Crude oil prices are up more than $10 per barrel from this time last year and Western Canadian Select, the nation's benchmark for the price of oil, is moving higher in early Tuesday trading, while rival benchmarks lose ground. WCS is trading about $10 lower than West Texas Intermediate, the U.S. benchmark

In its forecast for the year, the Petroleum Services Association of Canada said it expects to see an increase in exploration and production activity for the year. Basing its forecast on $49 per barrel for WTI, the PSAC said it expected 7,200 drilled wells this year, up from its initial forecast of 6,680.

WTI was trading at around $50 early Tuesday. For Alberta, the heart of the Canadian oil sector, the trade group raised its well forecast by 90 percent to 3,604.

PSAC President and CEO Mark Salkeld said the increase in well activity is indicative of an industry learning to do more with less.

"The cost reductions from the services sector demanded by their customers are also still playing a significant role in helping with activity levels enabling exploration and production companies to drill more wells at less cost," he said in a statement. "The downside to this is that slim services sector margins mean less funds available for new research, development and innovation."
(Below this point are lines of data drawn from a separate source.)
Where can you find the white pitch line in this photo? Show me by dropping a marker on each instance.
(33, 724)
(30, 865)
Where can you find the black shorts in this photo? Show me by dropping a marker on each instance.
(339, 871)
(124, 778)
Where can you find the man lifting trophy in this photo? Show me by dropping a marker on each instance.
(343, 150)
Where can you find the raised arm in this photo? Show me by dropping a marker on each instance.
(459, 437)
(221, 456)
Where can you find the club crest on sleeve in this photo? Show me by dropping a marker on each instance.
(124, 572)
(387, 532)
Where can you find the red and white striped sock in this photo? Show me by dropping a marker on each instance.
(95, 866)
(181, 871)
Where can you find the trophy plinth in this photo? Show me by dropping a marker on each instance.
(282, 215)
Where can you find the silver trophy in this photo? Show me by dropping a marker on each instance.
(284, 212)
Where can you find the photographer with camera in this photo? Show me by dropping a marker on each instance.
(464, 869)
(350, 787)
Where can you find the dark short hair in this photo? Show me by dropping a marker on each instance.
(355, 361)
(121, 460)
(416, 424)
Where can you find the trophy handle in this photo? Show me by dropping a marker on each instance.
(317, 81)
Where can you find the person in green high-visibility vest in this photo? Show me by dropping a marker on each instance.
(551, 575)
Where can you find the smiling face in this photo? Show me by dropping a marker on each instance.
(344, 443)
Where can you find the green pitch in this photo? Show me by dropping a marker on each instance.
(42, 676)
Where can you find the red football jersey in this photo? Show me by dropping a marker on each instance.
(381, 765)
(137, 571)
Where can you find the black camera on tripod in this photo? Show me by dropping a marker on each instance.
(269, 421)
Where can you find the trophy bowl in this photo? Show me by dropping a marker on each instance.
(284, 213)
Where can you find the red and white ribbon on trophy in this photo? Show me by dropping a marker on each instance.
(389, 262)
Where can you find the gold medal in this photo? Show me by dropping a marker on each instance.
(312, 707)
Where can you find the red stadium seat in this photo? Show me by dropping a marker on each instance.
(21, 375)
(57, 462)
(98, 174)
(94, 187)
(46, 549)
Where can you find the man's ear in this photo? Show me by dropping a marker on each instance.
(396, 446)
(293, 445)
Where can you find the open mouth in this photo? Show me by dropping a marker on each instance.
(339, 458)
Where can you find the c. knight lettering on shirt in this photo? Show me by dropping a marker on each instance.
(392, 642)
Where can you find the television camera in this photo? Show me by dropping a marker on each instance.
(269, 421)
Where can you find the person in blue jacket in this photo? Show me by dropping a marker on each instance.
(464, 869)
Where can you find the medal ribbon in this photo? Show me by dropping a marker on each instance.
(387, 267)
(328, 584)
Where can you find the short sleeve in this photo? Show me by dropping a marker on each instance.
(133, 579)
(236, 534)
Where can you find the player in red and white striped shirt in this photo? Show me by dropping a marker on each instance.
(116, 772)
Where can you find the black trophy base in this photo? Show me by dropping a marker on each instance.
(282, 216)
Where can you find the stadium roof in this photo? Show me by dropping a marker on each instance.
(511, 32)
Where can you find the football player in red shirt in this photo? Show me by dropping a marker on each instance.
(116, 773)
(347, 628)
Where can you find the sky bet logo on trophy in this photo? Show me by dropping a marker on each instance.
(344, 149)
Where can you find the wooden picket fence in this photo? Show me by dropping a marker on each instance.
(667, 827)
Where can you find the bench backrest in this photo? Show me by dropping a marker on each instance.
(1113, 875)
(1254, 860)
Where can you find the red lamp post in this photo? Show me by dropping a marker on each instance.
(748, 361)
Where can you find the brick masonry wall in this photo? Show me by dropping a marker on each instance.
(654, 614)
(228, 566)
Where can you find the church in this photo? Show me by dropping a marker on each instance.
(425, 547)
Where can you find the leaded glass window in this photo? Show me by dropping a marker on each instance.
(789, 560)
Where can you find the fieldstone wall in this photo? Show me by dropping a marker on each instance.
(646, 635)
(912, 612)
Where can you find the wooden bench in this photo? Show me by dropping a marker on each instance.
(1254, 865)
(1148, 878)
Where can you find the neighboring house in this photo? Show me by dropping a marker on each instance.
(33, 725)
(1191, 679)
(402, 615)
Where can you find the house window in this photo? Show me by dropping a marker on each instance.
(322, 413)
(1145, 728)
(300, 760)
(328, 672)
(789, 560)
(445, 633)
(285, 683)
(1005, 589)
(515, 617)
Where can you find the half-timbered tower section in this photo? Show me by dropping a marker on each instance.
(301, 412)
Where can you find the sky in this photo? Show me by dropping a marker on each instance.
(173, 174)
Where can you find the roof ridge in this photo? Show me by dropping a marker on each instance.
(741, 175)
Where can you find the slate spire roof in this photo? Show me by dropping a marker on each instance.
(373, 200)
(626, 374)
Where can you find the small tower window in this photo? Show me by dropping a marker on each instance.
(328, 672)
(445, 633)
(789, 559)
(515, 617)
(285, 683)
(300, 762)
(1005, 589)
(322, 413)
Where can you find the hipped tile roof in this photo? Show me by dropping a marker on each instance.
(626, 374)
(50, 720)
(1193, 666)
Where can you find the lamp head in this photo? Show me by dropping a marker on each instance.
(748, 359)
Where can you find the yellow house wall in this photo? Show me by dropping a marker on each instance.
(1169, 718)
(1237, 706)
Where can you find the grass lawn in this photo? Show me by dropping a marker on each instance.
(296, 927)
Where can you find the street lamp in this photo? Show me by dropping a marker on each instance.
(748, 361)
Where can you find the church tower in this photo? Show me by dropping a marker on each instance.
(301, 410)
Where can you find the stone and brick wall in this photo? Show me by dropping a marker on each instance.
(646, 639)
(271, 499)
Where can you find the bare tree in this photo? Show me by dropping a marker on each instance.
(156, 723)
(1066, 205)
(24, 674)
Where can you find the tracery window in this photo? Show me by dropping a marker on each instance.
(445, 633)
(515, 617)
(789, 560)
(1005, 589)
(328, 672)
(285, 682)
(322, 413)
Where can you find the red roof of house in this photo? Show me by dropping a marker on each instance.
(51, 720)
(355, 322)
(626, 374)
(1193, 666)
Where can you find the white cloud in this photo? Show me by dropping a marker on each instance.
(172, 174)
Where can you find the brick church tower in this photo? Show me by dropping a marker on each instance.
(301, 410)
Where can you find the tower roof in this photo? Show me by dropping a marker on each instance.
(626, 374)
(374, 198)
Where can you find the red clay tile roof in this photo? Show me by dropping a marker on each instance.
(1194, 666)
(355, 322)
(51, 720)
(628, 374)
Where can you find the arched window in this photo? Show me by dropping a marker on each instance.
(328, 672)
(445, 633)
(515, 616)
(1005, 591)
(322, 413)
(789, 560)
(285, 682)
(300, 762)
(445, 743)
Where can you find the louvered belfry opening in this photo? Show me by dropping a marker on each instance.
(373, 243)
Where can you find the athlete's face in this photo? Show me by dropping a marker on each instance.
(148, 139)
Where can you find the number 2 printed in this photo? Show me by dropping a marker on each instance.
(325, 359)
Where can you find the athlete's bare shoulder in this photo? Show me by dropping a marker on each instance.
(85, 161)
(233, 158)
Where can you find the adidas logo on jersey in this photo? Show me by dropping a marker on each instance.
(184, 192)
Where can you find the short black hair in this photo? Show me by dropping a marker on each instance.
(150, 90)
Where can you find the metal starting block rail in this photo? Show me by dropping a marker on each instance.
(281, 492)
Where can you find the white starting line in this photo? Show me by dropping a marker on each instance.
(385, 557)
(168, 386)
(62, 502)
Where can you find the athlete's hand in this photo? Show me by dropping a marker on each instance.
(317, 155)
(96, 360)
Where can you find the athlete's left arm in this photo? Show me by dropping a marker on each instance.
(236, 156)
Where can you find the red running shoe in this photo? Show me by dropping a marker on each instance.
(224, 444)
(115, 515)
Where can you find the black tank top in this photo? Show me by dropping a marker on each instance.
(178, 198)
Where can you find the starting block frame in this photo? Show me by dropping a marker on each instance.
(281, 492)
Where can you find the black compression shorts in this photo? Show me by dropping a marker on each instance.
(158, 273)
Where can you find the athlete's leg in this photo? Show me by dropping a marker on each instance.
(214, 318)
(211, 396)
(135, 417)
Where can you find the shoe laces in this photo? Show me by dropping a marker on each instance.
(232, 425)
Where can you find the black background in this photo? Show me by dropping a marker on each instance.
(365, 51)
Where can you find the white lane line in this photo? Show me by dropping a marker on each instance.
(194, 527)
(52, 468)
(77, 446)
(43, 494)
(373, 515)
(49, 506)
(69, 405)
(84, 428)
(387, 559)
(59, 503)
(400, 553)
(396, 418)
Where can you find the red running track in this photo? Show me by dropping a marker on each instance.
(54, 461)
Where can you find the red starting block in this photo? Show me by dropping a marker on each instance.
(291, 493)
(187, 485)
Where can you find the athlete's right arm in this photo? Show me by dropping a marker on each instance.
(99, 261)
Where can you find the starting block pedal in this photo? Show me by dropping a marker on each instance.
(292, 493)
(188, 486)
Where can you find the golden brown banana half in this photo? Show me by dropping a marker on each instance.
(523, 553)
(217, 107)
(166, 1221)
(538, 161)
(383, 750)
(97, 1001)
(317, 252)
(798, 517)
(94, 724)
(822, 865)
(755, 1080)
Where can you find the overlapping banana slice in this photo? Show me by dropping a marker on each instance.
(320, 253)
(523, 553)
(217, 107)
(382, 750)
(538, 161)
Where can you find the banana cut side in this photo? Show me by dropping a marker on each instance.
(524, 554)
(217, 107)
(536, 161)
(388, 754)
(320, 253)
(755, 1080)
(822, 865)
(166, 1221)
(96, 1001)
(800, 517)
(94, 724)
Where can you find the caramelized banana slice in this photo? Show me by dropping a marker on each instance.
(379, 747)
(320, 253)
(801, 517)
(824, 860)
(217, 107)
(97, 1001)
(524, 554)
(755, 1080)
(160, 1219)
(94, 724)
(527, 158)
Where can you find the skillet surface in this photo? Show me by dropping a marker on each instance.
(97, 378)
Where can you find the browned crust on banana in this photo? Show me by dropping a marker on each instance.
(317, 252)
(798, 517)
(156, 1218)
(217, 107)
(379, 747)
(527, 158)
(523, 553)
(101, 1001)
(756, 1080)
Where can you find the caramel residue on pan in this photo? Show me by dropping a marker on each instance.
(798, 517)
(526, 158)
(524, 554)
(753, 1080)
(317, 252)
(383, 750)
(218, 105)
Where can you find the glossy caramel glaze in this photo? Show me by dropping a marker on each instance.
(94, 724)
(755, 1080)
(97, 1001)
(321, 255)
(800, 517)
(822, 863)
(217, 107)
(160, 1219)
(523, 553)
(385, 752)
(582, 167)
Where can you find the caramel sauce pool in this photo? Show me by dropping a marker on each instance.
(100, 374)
Canada is largely landlocked as an oil producer and sends nearly all of its exports to the United States. Canada, however, is courting the expanding economies in Asia as a way to expand its options. In an early July survey, the Canadian Association of Petroleum Producers said Canadian oil should be shared with the world.

"Canada continues to struggle with its place in the world of energy supply given our lack of access to tidewater and public support for infrastructure," Salkeld said.

In early January, the government signed off on plans from pipeline company Kinder Morgan to triple the capacity of its Trans Mountain pipeline to the western coast to around 890,000 barrels of oil per day. Last week, however, Malaysia energy company Petronas said weak market conditions mean it could no longer pursue a liquefied natural gas project for a port in British Columbia.